Kommentar Autoindustrie: Leise Verhandlungen über Lärm
Dass künftig Fahrzeuge möglicherweise noch mehr lärmen als bisher, ist ein Skandal.
W er an einer großen Straße wohnt oder arbeitet, kennt das: Bei offenem Fenster versteht man kaum sein eigenes Wort, geschweige denn das des Gegenübers. Künftig könnte dieser - krank machende - Stress sogar noch größer werden, wie Umwelt- und Verkehrsverbände befürchten. Schuld daran sei ein neues, standardsetzendes Verfahren zur Messung von Fahrzeuglärm, an dem die Autoindustrie kräftig mitgewirkt hat. Demnach könnten Autos künftig deutlich lauter durch die Gegend röhren als bisher.
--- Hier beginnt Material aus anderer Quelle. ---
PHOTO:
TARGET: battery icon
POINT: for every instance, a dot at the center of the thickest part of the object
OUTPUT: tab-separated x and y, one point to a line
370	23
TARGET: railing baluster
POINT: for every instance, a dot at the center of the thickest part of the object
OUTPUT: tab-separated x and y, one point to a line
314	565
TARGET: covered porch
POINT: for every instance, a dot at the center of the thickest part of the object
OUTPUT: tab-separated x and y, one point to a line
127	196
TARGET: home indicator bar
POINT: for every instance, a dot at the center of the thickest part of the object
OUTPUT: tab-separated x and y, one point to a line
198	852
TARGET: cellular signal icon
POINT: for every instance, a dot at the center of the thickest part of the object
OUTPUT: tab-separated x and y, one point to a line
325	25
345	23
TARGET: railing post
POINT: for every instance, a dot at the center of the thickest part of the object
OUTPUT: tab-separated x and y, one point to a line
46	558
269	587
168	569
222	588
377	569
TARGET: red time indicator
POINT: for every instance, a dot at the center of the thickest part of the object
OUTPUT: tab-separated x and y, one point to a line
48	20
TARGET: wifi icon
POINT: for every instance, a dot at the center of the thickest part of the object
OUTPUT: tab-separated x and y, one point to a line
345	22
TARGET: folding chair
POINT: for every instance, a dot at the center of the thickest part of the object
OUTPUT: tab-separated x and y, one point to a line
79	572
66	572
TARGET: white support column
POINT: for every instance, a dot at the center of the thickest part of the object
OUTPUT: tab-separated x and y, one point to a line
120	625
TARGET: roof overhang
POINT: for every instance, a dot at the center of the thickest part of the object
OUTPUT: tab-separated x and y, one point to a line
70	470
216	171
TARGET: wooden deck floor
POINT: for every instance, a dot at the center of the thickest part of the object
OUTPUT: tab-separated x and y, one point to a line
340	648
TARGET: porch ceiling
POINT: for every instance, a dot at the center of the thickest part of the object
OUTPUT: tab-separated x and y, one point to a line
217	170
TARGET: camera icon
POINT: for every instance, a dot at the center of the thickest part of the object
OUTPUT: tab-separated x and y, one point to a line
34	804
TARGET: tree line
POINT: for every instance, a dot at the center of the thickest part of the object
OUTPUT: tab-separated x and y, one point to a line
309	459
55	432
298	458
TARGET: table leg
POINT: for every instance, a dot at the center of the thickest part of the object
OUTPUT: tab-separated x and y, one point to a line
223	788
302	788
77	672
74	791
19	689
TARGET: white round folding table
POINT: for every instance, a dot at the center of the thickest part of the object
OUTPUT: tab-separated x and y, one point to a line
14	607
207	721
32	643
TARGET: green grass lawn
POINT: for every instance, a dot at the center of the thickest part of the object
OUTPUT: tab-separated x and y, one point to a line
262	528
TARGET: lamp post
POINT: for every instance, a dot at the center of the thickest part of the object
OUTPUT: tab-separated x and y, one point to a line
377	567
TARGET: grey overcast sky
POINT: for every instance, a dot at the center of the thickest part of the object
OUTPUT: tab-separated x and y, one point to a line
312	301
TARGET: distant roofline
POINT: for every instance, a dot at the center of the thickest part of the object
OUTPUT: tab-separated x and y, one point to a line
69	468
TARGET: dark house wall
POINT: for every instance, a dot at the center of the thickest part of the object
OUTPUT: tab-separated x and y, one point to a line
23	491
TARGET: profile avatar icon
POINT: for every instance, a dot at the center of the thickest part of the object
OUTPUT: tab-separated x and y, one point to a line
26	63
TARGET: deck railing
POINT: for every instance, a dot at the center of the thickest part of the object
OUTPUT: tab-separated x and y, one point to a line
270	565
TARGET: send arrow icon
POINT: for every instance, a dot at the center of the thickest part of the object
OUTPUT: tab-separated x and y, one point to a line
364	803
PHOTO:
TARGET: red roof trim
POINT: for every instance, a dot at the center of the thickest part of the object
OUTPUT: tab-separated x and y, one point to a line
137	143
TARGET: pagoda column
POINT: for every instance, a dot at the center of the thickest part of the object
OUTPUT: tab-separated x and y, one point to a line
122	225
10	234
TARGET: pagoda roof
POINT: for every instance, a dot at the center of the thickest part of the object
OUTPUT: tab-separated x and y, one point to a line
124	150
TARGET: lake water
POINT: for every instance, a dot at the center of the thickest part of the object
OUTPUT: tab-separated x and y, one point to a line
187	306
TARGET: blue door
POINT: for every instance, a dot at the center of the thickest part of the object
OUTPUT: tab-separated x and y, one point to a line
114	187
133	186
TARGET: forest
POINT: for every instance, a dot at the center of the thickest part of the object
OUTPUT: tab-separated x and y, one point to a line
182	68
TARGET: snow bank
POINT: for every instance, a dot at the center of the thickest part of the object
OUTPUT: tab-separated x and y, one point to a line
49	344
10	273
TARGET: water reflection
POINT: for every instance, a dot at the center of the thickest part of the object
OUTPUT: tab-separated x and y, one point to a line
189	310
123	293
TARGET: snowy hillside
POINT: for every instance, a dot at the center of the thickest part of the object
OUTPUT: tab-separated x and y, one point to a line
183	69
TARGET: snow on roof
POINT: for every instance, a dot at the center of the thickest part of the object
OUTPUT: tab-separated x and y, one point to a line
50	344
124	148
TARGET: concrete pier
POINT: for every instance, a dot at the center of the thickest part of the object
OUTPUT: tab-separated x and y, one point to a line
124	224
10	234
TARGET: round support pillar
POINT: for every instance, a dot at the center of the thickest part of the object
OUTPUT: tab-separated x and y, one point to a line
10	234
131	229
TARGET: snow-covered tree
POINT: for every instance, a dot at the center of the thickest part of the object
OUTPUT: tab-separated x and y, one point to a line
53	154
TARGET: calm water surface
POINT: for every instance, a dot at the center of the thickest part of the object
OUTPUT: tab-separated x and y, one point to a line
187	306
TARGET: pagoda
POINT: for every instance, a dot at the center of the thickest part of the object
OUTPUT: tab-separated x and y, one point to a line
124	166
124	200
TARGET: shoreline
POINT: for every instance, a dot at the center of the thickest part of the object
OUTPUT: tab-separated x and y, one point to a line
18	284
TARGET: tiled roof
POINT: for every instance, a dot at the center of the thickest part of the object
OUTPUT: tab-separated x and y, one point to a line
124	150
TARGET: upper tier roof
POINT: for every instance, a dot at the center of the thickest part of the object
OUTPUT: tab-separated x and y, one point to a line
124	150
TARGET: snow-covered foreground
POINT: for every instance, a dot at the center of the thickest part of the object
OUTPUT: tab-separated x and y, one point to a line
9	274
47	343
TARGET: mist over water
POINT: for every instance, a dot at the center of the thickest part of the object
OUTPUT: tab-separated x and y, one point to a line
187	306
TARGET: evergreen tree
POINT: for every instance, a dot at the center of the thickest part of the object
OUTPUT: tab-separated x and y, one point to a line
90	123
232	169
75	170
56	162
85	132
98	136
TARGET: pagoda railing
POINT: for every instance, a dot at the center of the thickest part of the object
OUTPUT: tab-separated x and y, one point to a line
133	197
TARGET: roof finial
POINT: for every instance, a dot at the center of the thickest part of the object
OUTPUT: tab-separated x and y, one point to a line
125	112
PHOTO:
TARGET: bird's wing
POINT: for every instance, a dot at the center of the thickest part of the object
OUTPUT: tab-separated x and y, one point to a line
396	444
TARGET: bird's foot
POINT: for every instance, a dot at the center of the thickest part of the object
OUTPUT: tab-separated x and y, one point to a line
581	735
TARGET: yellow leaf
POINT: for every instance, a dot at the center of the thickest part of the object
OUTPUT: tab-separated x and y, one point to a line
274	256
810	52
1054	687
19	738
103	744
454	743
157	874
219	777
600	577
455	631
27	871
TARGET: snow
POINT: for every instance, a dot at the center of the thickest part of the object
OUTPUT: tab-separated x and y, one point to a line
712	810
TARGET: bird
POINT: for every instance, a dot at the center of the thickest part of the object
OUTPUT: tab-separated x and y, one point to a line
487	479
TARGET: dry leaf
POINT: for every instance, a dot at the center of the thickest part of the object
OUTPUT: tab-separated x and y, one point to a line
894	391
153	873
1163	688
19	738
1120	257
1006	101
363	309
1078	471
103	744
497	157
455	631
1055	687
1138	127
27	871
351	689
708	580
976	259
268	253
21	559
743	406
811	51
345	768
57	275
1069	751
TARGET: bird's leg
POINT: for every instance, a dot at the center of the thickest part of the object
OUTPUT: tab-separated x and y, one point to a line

Zwar streiten sich Autoindustrie und Umweltverbände darüber, ob die neuen Standards tatsächlich zu lauteren Fahrzeugen führen oder nur eine realistischere Lärmmessungsmethode darstellen. Fakt aber ist: Eine weitgehend unbekannte UN-Arbeitsgruppe setzt - unter starker Mitwirkung der Industrie und hinter verschlossenen Türen - neue Maßstäbe für die Lärmemissionen von Autos. Das hat zumindest ein starkes Geschmäckle. In Sonntagsreden ist seit der Finanzkrise stets von der Re-Regulierung der Wirtschaft die Rede - doch in der politischen Realität geht es munter weiter wie zuvor.
Verkehrslärm ist kein naturgegebenes Phänomen, das hingenommen werden muss wie Blitz und Donner. Verkehrslärm schädigt nachweislich die Gesundheit - und er verursacht hohe Kosten. Menschen, die wegen des Lärms erkranken, müssen medizinisch versorgt werden; an vielen Stellen müssen Lärmschutzwände errichtet werden, um das Leben an Straßen und Autobahnen halbwegs erträglich zu machen. Dass solche Folgekosten des Verkehrs den Verursachern nicht angerechnet werden, ist schlimm genug. Dass künftig Fahrzeuge möglicherweise noch mehr lärmen als bisher, ist ein Skandal. Die EU muss schleunigst das Heft in die Hand nehmen und strengere Regeln verabschieden. Die Gesundheit der Bürger sollte Priorität haben vor dem Interesse einzelner Industrien.